LINA SINJAB: I think Syria have suffered for more than a decade of different regional powers, you know, deciding for on behalf of Syrians and, you know, having sovereignty over Syrian territories. Mainly, we’re talking about Iran, Hezbollah and the Russians, as well. You know, in the north, we’ve seen also Turkey supporting some Syrian-backed — Syrian forces, as well. And Israel has violated almost every right of sovereignty and, especially after the toppling of Assad, almost destroyed all the defense forces inside Syria. So, all of these are violations.
And really, as a Syrian, I feel that this is a golden opportunity for Syrians to work together to build the country together without any interference from foreign forces. But I have to say, the most feared one among people here is Iran and its affiliated militia, whether in Iraq or in Lebanon, from Hezbollah or the Shia militias in Iraq.
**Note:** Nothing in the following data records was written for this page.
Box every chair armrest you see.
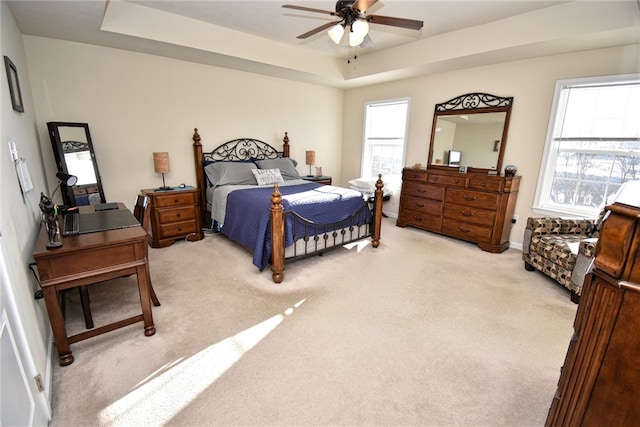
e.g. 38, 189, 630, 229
526, 217, 596, 236
578, 237, 598, 258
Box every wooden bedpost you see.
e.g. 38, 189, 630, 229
192, 128, 211, 228
282, 132, 289, 157
371, 174, 384, 248
270, 184, 284, 283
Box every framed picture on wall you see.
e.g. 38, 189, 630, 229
4, 56, 24, 113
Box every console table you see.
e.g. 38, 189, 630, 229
33, 204, 156, 366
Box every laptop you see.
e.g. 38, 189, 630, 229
62, 209, 140, 236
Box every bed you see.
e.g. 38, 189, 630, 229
193, 128, 384, 283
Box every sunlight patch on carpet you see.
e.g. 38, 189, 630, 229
100, 299, 305, 426
343, 239, 371, 253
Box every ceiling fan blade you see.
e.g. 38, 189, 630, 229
366, 15, 424, 30
282, 4, 338, 16
296, 21, 341, 39
351, 0, 378, 13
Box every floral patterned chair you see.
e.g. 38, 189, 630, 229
522, 217, 604, 303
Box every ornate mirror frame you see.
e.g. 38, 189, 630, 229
47, 122, 106, 207
427, 92, 513, 174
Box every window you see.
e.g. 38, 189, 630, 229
534, 75, 640, 217
361, 99, 409, 186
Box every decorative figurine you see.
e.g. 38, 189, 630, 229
40, 193, 62, 249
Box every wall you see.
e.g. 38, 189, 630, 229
24, 36, 343, 208
0, 2, 52, 425
342, 45, 640, 248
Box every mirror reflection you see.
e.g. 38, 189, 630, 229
427, 92, 513, 173
432, 112, 507, 169
47, 122, 106, 207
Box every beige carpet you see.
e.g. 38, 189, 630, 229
51, 219, 577, 427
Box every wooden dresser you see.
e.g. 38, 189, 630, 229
546, 204, 640, 426
396, 168, 520, 252
141, 188, 204, 248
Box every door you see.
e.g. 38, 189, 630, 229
0, 232, 49, 426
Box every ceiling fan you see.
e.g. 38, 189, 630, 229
282, 0, 423, 47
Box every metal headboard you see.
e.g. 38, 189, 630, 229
203, 138, 284, 162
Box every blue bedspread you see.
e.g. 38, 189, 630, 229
220, 183, 365, 271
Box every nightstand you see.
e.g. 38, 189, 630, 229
300, 175, 331, 185
141, 187, 204, 248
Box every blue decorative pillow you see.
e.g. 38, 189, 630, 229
255, 157, 300, 180
204, 162, 257, 187
251, 169, 284, 185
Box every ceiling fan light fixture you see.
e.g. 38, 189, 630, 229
349, 19, 369, 46
327, 24, 344, 44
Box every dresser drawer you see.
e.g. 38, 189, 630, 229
402, 169, 427, 182
442, 218, 492, 243
398, 209, 442, 231
401, 196, 442, 216
444, 203, 496, 227
402, 182, 444, 200
153, 191, 196, 209
427, 174, 467, 187
157, 206, 196, 224
444, 188, 498, 210
160, 219, 198, 239
469, 176, 504, 191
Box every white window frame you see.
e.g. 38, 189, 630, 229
360, 97, 411, 188
532, 74, 640, 218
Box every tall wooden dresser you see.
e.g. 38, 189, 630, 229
141, 188, 204, 248
546, 203, 640, 427
396, 168, 520, 253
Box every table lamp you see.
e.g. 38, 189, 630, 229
153, 151, 171, 191
304, 151, 316, 176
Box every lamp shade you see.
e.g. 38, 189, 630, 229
304, 151, 316, 165
153, 151, 171, 173
56, 172, 78, 187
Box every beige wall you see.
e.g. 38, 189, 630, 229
24, 36, 344, 208
0, 2, 53, 425
342, 45, 640, 247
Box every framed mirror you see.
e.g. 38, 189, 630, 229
427, 93, 513, 174
47, 122, 106, 207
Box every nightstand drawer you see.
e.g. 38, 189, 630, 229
160, 219, 198, 239
153, 191, 196, 208
142, 187, 204, 248
158, 206, 196, 224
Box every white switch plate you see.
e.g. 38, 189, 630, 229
9, 141, 18, 162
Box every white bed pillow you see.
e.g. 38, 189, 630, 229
255, 157, 300, 180
251, 168, 284, 185
204, 162, 257, 187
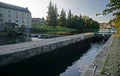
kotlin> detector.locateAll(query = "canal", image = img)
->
[0,37,104,76]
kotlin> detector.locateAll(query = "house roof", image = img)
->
[0,2,30,13]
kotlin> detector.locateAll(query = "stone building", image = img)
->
[0,2,32,29]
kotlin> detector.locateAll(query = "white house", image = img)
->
[0,2,32,28]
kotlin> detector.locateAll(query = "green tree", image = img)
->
[47,1,58,27]
[67,10,72,27]
[103,0,120,36]
[59,9,66,26]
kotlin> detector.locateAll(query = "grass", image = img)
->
[0,32,8,37]
[101,36,120,76]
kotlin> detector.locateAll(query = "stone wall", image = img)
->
[0,33,93,67]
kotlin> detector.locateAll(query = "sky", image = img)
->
[0,0,113,23]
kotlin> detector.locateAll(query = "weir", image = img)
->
[0,33,94,67]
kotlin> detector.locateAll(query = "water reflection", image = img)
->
[60,42,104,76]
[0,40,104,76]
[0,36,31,45]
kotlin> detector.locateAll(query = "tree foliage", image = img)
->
[47,1,99,32]
[103,0,120,35]
[59,9,66,26]
[47,1,58,27]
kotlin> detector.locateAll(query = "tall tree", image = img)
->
[59,9,66,26]
[103,0,120,35]
[67,10,72,27]
[47,1,58,27]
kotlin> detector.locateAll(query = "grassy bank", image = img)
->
[32,24,79,35]
[100,36,120,76]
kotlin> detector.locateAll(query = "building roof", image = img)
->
[0,2,30,13]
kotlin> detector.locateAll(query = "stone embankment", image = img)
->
[82,35,114,76]
[0,33,94,67]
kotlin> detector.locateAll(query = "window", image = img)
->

They’re worried about them interfering in the society, causing disruption and causing instability, especially that many of the Alawites and the Shia in Syria have always been affiliated to foreign powers, like in Iran, and they are worried that this is going to continue.
AMY GOODMAN: Lina Sinjab, we thank you so much for being with us, Syrian journalist, BBC Middle East correspondent, speaking to us from Damascus, now back in the capital of Syria. She was the BBC Syria correspondent ’til 2013, when she was forced to flee Syria after threats from the Assad regime.